The package's main class, `SelectFromQuadraticModel`, can be used in any existing `sklearn` pipeline.
For an introduction to hybrid methods for feature selection, see the [Feature Selection for CQM](https://github.com/dwave-examples/feature-selection-cqm).

## Examples

### Basic Usage

A minimal example of using the plugin to select 20 of 30 features of an `sklearn` dataset: 

```python
>>> from sklearn.datasets import load_breast_cancer
>>> from dwave.plugins.sklearn import SelectFromQuadraticModel
... 
>>> X, y = load_breast_cancer(return_X_y=True)
>>> X.shape
(569, 30)
>>> # solver can also be equal to "cqm"
>>> X_new = SelectFromQuadraticModel(num_features=20, solver="nl").fit_transform(X, y)
>>> X_new.shape
(569, 20)
```

For large problems, the default runtime may be insufficient. You can use the CQM solver's [`time_limit`](https://docs.dwavequantum.com/en/latest/industrial_optimization/solver_cqm_parameters.html#time-limit) or Nonlinear (NL) solver's
[`time_limit`](https://docs.dwavequantum.com/en/latest/industrial_optimization/solver_nl_parameters.html#time-limit)
method to find the minimum accepted runtime for your problem; alternatively, simply submit as above 
and check the returned error message for the required runtime. 

The feature selector can be re-instantiated with a longer time limit.

```python
>>> # solver can also be equal to "nl"
>>> X_new = SelectFromQuadraticModel(num_features=20, time_limit=200, solver="cqm").fit_transform(X, y)
```

### Tuning

You can use `SelectFromQuadraticModel` with scikit-learn's
[hyper-parameter optimizers](https://scikit-learn.org/stable/modules/classes.html#hyper-parameter-optimizers).
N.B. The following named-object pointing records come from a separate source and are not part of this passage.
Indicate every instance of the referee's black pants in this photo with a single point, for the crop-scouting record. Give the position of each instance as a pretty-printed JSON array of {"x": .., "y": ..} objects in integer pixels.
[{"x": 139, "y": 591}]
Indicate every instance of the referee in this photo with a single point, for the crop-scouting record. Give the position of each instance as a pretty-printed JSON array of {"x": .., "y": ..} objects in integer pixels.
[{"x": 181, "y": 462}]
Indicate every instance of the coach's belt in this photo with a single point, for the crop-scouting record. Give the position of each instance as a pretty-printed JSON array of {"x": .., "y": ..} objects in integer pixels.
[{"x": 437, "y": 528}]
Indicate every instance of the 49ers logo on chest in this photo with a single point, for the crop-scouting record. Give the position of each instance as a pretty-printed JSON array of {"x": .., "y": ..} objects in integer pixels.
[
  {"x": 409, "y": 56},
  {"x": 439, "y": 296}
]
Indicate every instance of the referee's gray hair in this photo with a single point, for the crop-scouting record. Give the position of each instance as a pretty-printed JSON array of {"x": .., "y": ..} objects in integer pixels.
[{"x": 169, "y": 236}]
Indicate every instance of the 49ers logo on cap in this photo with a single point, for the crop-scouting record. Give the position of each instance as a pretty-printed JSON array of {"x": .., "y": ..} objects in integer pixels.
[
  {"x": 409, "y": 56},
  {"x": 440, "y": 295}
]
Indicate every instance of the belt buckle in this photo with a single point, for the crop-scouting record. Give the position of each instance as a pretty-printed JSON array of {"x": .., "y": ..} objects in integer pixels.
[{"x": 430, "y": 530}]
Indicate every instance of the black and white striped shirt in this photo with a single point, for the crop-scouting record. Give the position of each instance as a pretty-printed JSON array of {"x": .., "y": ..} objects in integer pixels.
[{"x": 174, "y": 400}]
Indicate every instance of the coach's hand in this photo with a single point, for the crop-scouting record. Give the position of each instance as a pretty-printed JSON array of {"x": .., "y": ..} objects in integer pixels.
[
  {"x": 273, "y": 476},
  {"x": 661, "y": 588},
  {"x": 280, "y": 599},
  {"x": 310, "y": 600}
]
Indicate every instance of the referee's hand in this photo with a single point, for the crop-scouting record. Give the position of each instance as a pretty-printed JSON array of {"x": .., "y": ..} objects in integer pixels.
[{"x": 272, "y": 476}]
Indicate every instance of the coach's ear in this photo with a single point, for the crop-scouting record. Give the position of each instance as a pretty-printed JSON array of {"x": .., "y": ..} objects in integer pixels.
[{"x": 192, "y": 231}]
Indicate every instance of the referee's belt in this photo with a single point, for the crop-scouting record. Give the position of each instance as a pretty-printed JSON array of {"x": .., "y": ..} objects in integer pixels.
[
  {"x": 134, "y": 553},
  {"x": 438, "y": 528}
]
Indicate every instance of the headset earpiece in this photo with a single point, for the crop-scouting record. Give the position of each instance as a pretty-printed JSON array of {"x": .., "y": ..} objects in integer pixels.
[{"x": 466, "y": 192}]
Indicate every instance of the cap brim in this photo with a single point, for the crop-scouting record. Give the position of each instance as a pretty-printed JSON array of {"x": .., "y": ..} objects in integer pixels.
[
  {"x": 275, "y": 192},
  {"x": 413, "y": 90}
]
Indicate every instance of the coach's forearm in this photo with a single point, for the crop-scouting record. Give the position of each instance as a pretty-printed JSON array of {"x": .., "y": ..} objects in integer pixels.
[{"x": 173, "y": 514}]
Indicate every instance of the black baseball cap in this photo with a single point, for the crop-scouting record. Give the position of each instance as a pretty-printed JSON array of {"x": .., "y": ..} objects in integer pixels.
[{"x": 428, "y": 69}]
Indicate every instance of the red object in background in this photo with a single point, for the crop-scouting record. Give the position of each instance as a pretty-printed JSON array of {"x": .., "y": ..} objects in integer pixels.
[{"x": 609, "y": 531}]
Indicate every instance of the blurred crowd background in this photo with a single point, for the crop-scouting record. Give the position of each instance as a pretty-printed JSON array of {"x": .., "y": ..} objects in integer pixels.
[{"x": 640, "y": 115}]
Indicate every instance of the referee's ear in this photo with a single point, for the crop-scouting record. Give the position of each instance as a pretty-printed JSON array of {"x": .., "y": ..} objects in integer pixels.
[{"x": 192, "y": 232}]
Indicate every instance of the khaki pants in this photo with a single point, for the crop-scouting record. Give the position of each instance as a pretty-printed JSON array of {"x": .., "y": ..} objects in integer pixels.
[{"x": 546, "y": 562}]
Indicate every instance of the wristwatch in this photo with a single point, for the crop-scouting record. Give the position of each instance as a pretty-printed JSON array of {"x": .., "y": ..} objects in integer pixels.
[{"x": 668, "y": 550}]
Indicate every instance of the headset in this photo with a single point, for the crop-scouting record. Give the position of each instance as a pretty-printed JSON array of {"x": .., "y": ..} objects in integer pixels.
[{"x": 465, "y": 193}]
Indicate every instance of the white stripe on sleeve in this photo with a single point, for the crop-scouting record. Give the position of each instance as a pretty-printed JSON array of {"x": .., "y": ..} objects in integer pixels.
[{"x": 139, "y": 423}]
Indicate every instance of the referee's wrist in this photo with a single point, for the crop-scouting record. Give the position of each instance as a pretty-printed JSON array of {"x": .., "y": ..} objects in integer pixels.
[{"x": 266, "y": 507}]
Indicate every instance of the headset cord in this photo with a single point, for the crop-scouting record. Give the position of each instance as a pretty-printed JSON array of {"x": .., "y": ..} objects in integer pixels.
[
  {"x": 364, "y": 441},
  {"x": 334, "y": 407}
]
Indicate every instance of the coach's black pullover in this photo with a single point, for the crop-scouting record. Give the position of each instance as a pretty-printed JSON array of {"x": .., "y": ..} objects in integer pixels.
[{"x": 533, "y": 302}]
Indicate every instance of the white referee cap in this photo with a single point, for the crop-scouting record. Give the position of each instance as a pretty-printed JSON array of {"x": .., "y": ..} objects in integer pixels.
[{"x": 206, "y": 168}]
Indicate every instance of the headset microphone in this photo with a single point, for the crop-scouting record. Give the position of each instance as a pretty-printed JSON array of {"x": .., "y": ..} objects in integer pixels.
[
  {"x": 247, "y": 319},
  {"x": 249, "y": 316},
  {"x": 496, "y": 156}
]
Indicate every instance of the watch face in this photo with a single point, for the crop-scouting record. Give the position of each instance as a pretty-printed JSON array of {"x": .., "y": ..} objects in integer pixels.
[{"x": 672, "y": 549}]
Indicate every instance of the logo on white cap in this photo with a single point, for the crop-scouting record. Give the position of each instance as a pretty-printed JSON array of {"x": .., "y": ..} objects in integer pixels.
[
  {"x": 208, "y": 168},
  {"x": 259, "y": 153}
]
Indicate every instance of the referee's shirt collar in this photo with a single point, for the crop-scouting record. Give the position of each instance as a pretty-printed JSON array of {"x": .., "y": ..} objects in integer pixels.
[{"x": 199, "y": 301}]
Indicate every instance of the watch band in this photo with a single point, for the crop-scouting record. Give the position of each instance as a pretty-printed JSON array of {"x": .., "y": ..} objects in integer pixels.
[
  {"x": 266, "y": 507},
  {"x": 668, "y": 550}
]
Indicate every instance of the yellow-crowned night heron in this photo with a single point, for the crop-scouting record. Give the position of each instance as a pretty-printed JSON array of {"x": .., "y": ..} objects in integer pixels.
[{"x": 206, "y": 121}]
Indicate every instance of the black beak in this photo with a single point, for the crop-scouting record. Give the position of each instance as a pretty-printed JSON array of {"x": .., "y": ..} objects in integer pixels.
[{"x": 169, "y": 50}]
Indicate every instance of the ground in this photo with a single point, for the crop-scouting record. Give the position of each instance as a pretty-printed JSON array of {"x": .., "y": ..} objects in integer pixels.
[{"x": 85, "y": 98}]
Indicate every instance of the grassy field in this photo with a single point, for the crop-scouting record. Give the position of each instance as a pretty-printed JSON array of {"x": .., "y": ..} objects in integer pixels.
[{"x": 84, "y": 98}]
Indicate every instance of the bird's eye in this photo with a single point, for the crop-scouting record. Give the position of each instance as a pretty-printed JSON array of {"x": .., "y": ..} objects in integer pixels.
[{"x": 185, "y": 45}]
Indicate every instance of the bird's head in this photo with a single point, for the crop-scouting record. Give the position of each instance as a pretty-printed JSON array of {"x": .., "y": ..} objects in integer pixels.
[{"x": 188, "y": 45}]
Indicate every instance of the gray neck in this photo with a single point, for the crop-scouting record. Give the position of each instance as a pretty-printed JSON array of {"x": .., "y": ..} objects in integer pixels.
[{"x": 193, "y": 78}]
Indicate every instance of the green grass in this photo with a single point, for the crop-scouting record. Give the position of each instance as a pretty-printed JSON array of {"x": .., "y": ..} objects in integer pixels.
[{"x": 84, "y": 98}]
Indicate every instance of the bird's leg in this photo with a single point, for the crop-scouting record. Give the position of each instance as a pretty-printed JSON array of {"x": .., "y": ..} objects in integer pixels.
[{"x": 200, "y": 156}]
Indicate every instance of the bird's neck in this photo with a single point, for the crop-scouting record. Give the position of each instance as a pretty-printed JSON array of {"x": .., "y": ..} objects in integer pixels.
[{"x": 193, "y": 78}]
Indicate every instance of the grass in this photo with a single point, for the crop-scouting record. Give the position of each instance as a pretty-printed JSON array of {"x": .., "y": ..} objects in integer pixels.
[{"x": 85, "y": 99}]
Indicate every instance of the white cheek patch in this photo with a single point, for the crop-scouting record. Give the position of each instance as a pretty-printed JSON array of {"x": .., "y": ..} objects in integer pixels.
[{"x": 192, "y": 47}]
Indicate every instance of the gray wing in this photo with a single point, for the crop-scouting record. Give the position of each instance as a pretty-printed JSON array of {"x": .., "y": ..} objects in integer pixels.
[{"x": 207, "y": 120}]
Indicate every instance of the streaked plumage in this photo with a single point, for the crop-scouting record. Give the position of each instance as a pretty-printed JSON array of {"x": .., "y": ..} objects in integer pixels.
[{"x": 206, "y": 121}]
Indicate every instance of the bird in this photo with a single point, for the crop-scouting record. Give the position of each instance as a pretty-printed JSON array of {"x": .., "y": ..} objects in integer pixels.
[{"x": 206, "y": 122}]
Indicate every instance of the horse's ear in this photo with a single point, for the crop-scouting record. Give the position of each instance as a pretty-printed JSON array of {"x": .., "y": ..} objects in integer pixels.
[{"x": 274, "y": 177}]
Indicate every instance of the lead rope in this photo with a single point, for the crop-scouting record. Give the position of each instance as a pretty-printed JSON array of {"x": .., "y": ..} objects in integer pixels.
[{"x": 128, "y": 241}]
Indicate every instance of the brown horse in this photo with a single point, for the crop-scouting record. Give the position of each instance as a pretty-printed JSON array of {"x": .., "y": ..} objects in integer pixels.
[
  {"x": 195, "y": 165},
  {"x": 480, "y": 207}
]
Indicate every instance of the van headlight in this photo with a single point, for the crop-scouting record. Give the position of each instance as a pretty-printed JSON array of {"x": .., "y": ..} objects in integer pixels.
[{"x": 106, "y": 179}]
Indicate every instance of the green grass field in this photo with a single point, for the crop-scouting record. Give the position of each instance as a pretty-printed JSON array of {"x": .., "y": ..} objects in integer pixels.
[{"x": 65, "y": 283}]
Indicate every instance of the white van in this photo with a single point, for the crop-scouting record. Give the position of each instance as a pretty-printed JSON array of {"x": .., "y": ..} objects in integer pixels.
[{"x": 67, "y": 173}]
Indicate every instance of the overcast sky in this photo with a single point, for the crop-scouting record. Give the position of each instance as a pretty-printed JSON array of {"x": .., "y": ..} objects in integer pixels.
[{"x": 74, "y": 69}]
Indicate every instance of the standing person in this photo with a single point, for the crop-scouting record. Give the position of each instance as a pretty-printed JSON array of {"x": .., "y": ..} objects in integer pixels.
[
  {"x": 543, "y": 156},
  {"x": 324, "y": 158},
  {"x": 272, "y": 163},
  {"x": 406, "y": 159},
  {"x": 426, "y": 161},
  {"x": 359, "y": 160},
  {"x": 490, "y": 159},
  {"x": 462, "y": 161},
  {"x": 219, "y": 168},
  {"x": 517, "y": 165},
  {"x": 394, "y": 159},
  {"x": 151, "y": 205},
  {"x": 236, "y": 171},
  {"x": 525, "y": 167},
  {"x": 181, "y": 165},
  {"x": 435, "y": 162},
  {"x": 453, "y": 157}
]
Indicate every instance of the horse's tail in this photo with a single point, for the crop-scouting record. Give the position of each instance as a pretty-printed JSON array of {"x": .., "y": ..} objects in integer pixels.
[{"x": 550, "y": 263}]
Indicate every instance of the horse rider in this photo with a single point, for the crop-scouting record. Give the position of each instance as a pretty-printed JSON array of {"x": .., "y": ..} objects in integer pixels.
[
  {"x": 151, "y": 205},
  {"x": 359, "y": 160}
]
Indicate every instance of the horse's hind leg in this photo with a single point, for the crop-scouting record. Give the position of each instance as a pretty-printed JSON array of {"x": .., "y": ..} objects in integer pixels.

For example, the number of features can be tuned using a grid search. **Please note that this will
submit many problems to the hybrid solver.**

```python
>>> import numpy as np
...
>>> from sklearn.datasets import load_breast_cancer
>>> from sklearn.ensemble import RandomForestClassifier
>>> from sklearn.model_selection import GridSearchCV
>>> from sklearn.pipeline import Pipeline
>>> from dwave.plugins.sklearn import SelectFromQuadraticModel
...
>>> X, y = load_breast_cancer(return_X_y=True)
...
>>> num_features = X.shape[1]
>>> searchspace = np.linspace(1, num_features, num=5, dtype=int, endpoint=True)
...
>>> # solver can also be equal to "cqm"
>>> pipe = Pipeline([
>>>   ('feature_selection', SelectFromQuadraticModel(solver="nl")),
>>>   ('classification', RandomForestClassifier())
>>> ])
...
>>> clf = GridSearchCV(pipe, param_grid=dict(feature_selection__num_features=searchspace))
>>> search = clf.fit(X, y)
>>> print(search.best_params_)
{'feature_selection__num_features': 22}
```

## Installation

To install the core package:

```bash
pip install dwave-scikit-learn-plugin
```

## License

Released under the Apache License 2.0

## Contributing

Ocean's [contributing guide](https://docs.ocean.dwavesys.com/en/stable/contributing.html)
has guidelines for contributing to Ocean packages.

### Release Notes

**dwave-scikit-learn-plugin** makes use of [reno](https://docs.openstack.org/reno/) to manage its
release notes.

When making a contribution to **dwave-scikit-learn-plugin** that will affect users, create a new
release note file by running

```bash
reno new your-short-descriptor-here
```

You can then edit the file created under ``releasenotes/notes/``.
Remove any sections not relevant to your changes.
Commit the file along with your changes.